Sunday, July 23, 2006

Adblogging: Miscellaneous

Fig Newton / Snack Fairy: the one where the woman in the park refuses to believe the snack only has x calories (or whatever) and the snack fairy says, "What if I got nine supreme court justices and your grandmother to tell you that it's true?" When the grandmother and the justices appear there's one judge, the tallest, with gold stripes around his upper sleeve, just like the late Chief Justice Rehnquist wore for the Clinton impeachment trial. Clever to remember that.

Comcast Digital Voice: the one with the guy dressed up in a cheap Robin Hood costume, firing a toy arrow at the "Phone Company" van. As he makes his heroic stand, I picture his wife drinking her way through a third box of wine.

Burger King "Stackers Union": So basically, if you bite into one of the new Burger King Stackers, and you feel something wriggling around in your mouth, it might be a tiny little construction worker, victim of a horrible industrial accident. I'm sticking with Wendy's.

Hanes Underwear: I think Michael Jordan is stalking Kevin Bacon. First, Jordan shows up when Bacon is alone shooting hoops. Jordan blocks the shot, then flashes a surly smile. Next, Bacon comes home and tosses his keys into a bowl on the counter, and once again, Jordan is there and blocks the shot. Jordan somehow charmed his way inside! Next, Bacon tries to toss a crumpled piece of paper into a waste basket, and again Jordan blocks the shot, this time sliding in on a rolling office chair. Apparently he was just loitering around Bacon's house.

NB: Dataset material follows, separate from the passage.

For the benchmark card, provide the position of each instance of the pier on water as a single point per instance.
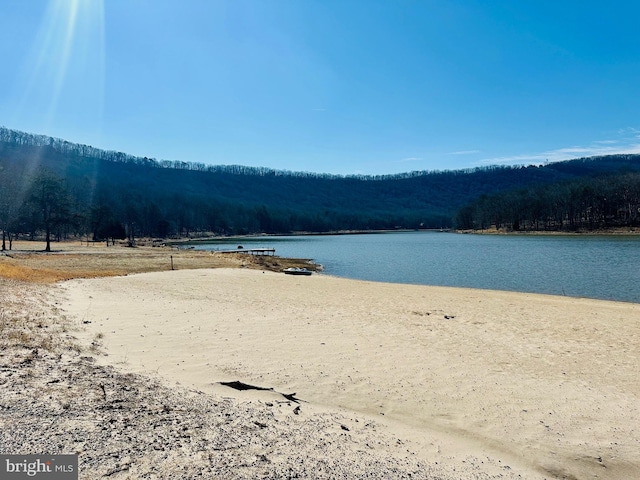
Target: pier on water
(251, 251)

This is creepy. There might be some weird, O.J.-type stalking thing going on -- a famous, jealous former star athlete, a skinny, pretty white chick ... well, okay, technically, Kevin Bacon's a dude, but hey, it's the 21st century! Get with the program!

Dial For Men Bodywash: the one with the tuba-led chorus chanting while a guy gives a speech about the importance of being a man. I absolutely love this ad. Whenever I see it, I want to stand up and sing along. It speaks to me. But if you ever catch me buying myself a product with the word "bodywash" in it, please take a tire iron to my head.

That's probably not the reaction the advertisers wanted.